Hammett, a 14-year old former Little Leaguer, lost his battle with a rare form of brain cancer May 8 after multiple surgeries and a fight that inspired a community.
“He was just such a special, special kid, and the family is just so special. It’s just amazing what they’ve done for our league and what they’ve given to us,” said Barry Leonard, SWFLL’s president. “We’ll never be able to repay them … just by allowing us to follow along through this unfortunate journey — but it’s one that I think has opened a lot of eyes.”
Hammett had anaplastic ganglioglioma, a disease that was diagnosed in June 2012 just before he was to travel to Cooperstown, N.Y., to play in a baseball tournament. Treatment worked, and he was able to play at SWFLL in May 2013. But the cancer eventually made an aggressive return, and the Hammetts were told last July that it was inoperable.
As he weakened, Jonah tried his best to laugh and smile and maintain an exercise regimen. In early April, he was a groomsman in his brother Jeremy’s wedding, and that night, family members said there was little hint of the toll cancer had taken.
“He danced absolutely the entire night from the time the reception started until it ended. He had the best time,” said Amy Hammett, Jonah’s mother. “It was really special.”
Not long after, officials at SWFLL invited Jonah to be a part of the league’s opening-night ceremonies April 11. Some days, Jonah didn’t feel up to doing anything, but that night, he threw out the league’s first pitch of the season while surrounded by hundreds of children wearing “Team Jonah” shirts.
It was the last time Jonah stood on a baseball field, and it was a memorable moment for his mother.
“He had a great time that night. He was laughing and talking to everybody … you just had no clue that a month from then, he wouldn’t be there,” Amy said. “There’s a lot of good memories in that, the smile on his face was just as big as could be.”
About a week later, his health began rapidly deteriorating, and Jonah was hospitalized twice, the last time at the end of April to be given fluids.
Jonah’s condition worsened by the day, Amy said, and doctors learned after more tests that the cancer had spread quickly and aggressively, telling the Hammetts they were shocked by how devastating it was.
Until his last three days, Jonah was laughing and joking with visitors around his hospital bed.
“It had come back with a vengeance.

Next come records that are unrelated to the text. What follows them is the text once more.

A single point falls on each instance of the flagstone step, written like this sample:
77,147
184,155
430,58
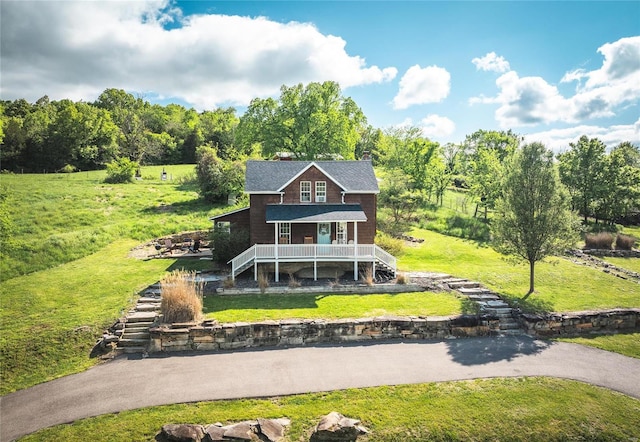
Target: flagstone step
133,343
483,298
131,350
137,335
465,284
474,291
149,299
509,325
148,307
141,317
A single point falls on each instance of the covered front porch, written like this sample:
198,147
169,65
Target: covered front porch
317,234
315,254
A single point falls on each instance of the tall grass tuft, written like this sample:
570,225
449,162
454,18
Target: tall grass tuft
390,244
367,276
625,242
181,297
293,282
602,240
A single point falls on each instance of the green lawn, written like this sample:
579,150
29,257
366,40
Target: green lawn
560,285
251,308
627,344
519,409
66,276
51,319
632,264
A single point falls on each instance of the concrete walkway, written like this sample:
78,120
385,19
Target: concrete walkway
128,383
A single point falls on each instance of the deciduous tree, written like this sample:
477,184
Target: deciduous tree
311,122
533,220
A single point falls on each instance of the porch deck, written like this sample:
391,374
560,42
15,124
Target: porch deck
311,253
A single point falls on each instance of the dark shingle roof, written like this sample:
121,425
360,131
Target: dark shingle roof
315,213
272,176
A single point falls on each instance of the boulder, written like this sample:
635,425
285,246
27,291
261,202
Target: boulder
334,427
271,429
181,433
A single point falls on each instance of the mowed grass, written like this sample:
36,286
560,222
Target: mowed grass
252,308
632,264
51,319
514,409
561,286
627,344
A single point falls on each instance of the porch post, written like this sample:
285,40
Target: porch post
355,250
277,226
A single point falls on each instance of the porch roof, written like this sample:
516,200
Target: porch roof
315,213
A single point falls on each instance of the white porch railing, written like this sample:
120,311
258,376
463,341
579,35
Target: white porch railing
272,253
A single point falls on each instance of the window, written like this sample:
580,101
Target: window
224,226
341,233
321,192
285,233
305,191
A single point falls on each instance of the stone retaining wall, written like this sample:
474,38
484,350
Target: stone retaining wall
209,335
581,323
613,253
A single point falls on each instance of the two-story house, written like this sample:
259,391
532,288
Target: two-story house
311,214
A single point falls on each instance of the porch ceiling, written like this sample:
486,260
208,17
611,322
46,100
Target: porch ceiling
315,213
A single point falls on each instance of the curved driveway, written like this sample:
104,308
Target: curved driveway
132,382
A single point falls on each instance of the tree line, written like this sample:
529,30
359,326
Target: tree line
307,122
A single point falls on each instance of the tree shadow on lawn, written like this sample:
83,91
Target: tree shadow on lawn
479,351
213,304
194,206
532,304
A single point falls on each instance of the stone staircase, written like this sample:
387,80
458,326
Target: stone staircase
488,302
134,336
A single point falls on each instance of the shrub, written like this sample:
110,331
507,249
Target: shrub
263,282
602,240
391,245
122,170
181,297
625,242
228,283
226,246
402,278
218,178
293,282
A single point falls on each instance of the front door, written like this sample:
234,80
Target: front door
324,233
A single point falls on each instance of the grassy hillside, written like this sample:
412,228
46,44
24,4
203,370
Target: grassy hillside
521,409
58,218
66,275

It was crazy how fast it was,” Amy said.
When Jonah died May 8, his mother said, he was ready, because of his deep religious beliefs.
“He was OK with it, and I think him being OK allowed me and Tommy (Jonah’s father) and our kids to be OK with it,” Amy said. “Of course we hurt, and we miss him like crazy, but knowing that he knew he was going, and he knew that once he passed, he would be able to see, and run and play ball and hunt and fish — he knew those things — he was at peace with it, he really was.

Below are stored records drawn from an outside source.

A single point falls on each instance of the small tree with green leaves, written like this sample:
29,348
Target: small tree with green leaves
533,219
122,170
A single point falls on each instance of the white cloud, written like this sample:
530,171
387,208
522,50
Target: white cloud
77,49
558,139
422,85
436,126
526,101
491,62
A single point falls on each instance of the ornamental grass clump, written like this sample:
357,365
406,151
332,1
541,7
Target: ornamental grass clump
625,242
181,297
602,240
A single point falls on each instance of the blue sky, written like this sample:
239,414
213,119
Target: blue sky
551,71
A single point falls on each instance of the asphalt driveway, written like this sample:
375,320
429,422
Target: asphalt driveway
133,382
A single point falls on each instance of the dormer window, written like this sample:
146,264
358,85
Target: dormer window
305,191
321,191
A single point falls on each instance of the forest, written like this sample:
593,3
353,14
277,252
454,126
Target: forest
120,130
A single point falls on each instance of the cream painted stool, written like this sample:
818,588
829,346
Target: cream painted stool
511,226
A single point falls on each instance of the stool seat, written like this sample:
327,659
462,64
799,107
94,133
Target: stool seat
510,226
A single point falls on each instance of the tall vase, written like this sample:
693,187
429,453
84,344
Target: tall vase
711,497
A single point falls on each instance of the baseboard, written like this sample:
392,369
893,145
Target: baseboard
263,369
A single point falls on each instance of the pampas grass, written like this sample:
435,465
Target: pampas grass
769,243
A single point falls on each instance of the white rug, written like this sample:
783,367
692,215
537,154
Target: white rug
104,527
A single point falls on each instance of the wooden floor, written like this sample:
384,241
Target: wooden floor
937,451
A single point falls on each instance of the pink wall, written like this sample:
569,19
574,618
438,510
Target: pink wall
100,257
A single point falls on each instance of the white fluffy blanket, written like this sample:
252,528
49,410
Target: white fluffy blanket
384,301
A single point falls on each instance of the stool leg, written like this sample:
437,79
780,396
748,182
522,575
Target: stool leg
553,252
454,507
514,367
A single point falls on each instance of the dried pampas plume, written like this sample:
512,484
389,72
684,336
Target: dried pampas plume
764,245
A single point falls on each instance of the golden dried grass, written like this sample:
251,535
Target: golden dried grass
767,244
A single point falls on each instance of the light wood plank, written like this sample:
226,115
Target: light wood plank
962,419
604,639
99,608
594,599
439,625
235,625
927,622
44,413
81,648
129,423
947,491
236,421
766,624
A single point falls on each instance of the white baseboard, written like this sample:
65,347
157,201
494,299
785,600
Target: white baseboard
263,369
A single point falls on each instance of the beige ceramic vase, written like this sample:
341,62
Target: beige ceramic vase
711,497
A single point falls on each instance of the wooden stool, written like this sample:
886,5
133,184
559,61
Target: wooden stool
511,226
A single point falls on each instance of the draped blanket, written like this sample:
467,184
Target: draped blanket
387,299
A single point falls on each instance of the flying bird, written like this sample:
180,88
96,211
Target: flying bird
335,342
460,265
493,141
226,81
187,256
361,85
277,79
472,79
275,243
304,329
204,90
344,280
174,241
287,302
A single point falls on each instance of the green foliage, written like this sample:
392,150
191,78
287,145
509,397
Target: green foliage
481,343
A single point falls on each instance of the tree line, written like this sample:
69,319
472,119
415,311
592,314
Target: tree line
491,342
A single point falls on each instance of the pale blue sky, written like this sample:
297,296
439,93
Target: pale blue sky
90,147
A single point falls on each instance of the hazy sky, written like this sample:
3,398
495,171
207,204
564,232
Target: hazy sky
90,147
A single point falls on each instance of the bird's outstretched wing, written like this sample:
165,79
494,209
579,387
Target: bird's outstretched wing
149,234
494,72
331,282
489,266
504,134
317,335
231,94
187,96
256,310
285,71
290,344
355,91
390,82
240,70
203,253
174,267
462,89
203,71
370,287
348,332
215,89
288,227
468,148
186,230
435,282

“I think that’s what brings me peace now, knowing that he was at peace with it.”
Jonah’s memory has served as a rallying point at Southwest Forsyth all season long.
With the junior-league boys trailing by five runs in the seventh inning of an elimination game in the playoffs, the team broke its huddle with a chant of “17.” Down to its last out, Southwest rallied for five runs to win in extra innings, then won the next game to take the District II championship.

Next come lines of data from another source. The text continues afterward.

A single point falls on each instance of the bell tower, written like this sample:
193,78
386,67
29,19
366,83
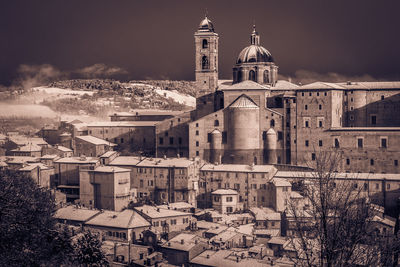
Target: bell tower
206,70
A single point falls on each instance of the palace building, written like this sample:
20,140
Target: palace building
258,119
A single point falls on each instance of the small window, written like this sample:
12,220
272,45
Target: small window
360,143
373,120
384,143
205,43
337,144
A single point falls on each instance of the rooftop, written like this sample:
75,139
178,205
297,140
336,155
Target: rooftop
238,168
74,213
77,160
124,219
224,192
245,85
125,161
168,162
183,242
154,212
110,169
122,124
350,176
94,140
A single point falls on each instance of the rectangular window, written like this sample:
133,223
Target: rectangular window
337,145
360,143
373,120
384,142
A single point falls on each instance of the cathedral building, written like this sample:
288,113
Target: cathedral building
258,119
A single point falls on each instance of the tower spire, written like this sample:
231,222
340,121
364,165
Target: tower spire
254,38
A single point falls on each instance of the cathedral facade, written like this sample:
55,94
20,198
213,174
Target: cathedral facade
258,119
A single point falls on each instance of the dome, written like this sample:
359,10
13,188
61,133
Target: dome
254,53
206,25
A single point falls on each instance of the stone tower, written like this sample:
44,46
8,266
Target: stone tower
206,42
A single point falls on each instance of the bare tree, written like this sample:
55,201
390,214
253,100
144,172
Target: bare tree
333,225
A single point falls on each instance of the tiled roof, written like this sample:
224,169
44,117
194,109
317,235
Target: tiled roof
224,192
243,101
168,162
82,160
75,214
122,124
110,169
125,161
238,168
153,212
94,140
245,85
125,219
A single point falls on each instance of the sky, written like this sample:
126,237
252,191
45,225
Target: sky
128,39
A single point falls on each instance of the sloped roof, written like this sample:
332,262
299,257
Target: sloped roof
245,85
224,192
124,219
75,214
95,140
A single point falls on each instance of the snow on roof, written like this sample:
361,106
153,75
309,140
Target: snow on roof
183,241
125,219
79,160
224,192
238,168
154,212
125,161
122,124
245,85
94,140
32,166
166,162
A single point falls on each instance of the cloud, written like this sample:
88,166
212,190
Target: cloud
35,75
307,76
100,70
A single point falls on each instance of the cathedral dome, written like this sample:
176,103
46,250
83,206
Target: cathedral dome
254,53
206,25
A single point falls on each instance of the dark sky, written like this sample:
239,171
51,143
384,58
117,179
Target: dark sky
154,39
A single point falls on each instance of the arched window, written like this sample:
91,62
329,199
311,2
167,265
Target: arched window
252,75
266,76
205,43
272,123
240,76
204,63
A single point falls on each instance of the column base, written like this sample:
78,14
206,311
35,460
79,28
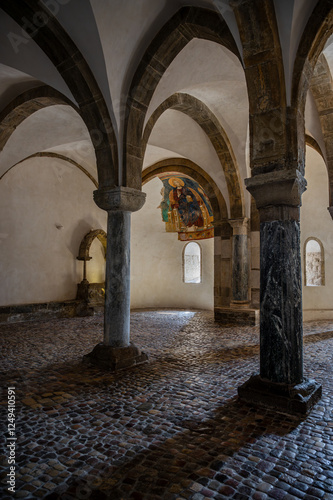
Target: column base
298,398
115,358
242,316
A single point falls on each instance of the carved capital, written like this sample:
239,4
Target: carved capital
282,187
239,226
119,198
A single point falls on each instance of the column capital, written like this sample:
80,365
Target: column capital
278,194
281,187
330,209
119,198
239,226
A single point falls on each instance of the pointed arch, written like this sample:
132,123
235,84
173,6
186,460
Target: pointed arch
50,154
321,87
87,242
25,105
64,54
203,116
317,31
186,24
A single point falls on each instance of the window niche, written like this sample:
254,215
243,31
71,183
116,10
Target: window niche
314,262
192,263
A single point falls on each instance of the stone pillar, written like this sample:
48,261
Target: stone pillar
280,383
240,263
116,351
237,310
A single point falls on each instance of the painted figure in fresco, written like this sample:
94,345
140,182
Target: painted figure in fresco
187,202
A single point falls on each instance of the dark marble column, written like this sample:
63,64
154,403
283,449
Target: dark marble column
281,383
281,350
116,351
117,280
240,264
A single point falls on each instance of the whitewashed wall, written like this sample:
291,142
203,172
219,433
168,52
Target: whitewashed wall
156,261
38,260
316,222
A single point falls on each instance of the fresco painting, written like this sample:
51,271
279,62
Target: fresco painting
185,207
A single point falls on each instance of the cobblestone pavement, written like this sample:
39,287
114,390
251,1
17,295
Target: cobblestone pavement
170,429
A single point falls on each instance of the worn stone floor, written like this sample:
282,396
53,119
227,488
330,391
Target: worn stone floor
170,429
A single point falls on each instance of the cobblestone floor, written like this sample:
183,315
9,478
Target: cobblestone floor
170,429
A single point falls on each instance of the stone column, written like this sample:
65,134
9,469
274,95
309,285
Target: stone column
240,263
116,351
280,382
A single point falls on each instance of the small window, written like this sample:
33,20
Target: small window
192,263
314,263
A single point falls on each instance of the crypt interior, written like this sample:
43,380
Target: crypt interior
166,235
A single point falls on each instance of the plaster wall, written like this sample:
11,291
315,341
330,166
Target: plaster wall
177,132
46,209
44,129
156,261
316,222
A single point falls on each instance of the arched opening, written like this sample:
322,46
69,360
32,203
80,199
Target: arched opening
314,269
158,251
192,263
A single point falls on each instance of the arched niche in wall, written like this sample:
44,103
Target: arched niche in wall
192,263
314,262
92,294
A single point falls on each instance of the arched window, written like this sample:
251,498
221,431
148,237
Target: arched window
314,263
192,263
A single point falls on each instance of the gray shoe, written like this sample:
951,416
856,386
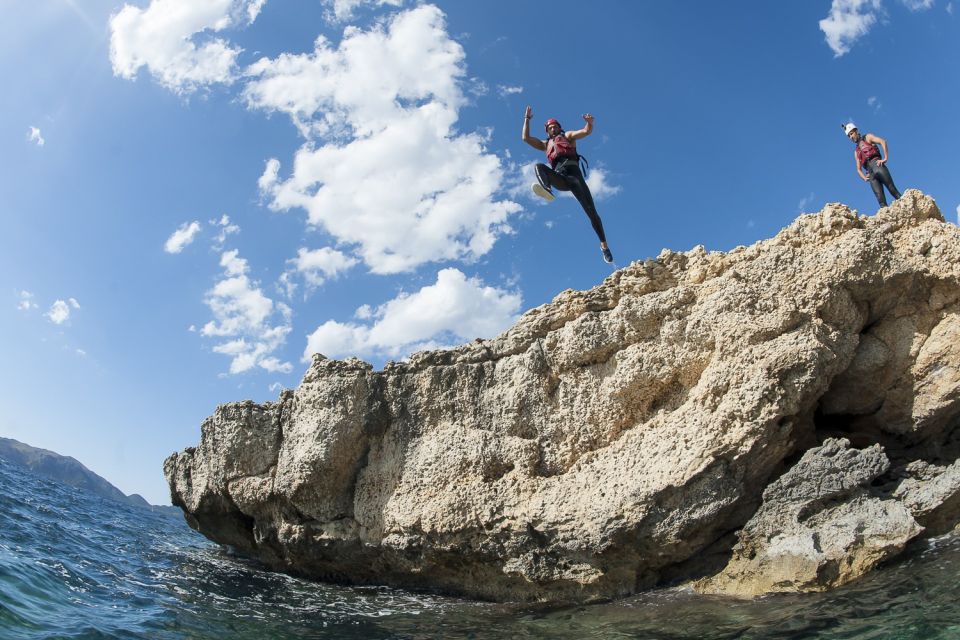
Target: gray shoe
544,193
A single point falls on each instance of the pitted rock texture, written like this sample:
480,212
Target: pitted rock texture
617,438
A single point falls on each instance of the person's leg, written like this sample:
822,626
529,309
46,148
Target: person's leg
884,175
580,190
878,189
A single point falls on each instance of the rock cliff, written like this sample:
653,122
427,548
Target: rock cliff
780,417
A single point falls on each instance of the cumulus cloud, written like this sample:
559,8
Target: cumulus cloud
452,310
33,135
252,325
59,311
850,20
182,237
227,229
396,180
847,22
25,301
174,40
342,10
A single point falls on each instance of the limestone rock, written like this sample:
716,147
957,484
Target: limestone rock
819,526
613,439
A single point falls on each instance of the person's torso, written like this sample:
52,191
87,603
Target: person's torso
559,146
866,150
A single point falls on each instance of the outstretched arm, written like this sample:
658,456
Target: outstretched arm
536,143
582,133
883,144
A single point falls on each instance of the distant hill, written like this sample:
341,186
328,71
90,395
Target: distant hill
70,471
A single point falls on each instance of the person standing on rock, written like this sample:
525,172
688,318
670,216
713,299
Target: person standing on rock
871,165
564,172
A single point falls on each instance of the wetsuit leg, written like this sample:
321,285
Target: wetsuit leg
580,190
887,180
877,187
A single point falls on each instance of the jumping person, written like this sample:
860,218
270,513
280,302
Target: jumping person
564,172
871,165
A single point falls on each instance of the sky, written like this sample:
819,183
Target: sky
197,196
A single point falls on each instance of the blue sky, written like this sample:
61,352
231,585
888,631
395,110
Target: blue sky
197,195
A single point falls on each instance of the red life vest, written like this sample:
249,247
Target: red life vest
866,150
559,146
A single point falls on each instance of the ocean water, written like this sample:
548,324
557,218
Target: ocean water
75,566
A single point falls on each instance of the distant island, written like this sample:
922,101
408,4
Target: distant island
71,472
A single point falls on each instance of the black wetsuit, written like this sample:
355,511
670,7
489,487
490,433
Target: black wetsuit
566,176
880,178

“You can’t tell me that something wasn’t there. Those kids grasp that, and they didn’t want to lose because they’re all playing for Jonah,” Leonard said.
The Hammetts hope to continue to honor Jonah’s spirit, too. The family is still deciding exactly what to do, but Amy said the focus will be on the three things Jonah was most passionate about — God, baseball and cancer research.
“We definitely, definitely want to do that, to give back to everybody that has helped us and been so incredibly generous in so many ways,” Amy said. “We want to be able to give back, and we want to be able to honor Jonah and his legacy, and what he believes in and what he would have done if he were able to do it.”